I know that some people can predict the weather by washing their car. My dad claims that particular gift. If he washes the car, then it’s going to rain within the next twenty-four hours—regardless of the fact that the weatherman just predicted seven days of sun. He has also claimed that if he has his truck detailed that it will hail immediately after but I think this is just hearsay. For years he owned a business where hailstorms brought profit storms, but I don’t recall us having very many banner years. Either that or Dad doesn’t get his truck detailed very often. My gift is somewhat different. Washing my car predicts all sorts of crazy behaviors. This morning, after having washed my car, I watched from my office window as a man fanned across the courtyard with a leaf blower, except that it’s the middle of winter and leaves are long gone. So why the leaf-blower? Apparently so he could blow the dirt off of the courtyard and straight down the sidewalk into my car!!! When I walked outside to give him a piece of my mind, we had a bit of a communication problem since I couldn’t speak his language and he apparently couldn’t speak mine. But I’m pretty sure he said something like, “I not sorry and I gonna laugh with my buddies about you at poker night tonight.”
I’ve also washed my car and immediately encountered a street sweeper spitting muddy water at me. I know, I know, I’m the only person in the city that’s actually seen a street sweeper and I can tell you that they are real—they aren’t myth.
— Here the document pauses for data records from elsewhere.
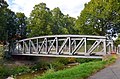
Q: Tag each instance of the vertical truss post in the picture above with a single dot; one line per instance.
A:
(56, 45)
(104, 46)
(70, 49)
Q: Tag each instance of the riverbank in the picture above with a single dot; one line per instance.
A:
(81, 71)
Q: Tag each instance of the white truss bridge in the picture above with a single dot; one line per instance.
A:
(79, 46)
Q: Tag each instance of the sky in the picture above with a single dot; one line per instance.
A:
(71, 7)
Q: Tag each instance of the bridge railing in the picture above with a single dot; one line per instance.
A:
(80, 45)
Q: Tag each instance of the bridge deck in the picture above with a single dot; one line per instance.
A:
(78, 46)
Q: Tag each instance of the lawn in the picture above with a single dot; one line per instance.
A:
(81, 71)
I, however, haven’t ever seen a street sweeper on the road leading up to the school where a gravel grenade is launched at my windshield every single morning by some newly-minted teenage driver spinning the tires of his mother’s ten-year-old Camry.
My friend washed her car this weekend and came out to find all her children and her nieces and nephews hanging from the van like a pack of wild monkeys. Fingerprints clouded every window and both of the side view mirrors. I can’t confirm the existence of blow-marks where the children made fishy faces against the window but I’ll bet they were there. My daughter always jumps on the running board of my truck and kisses the window as I frantically shake my head and turn purple before she flits away.
I’ve come to the conclusion that parents just aren’t supposed to own cool shiny cars. Our kids keep us too humble to handle a cool ride. Just the other day a woman at Walmart stopped me in front of my fingerprint covered SUV and said, “We’re you aware that ‘My Mom Sucks’ is scratched into the dust on your back window?” And to think, I always thought I was the cool mom.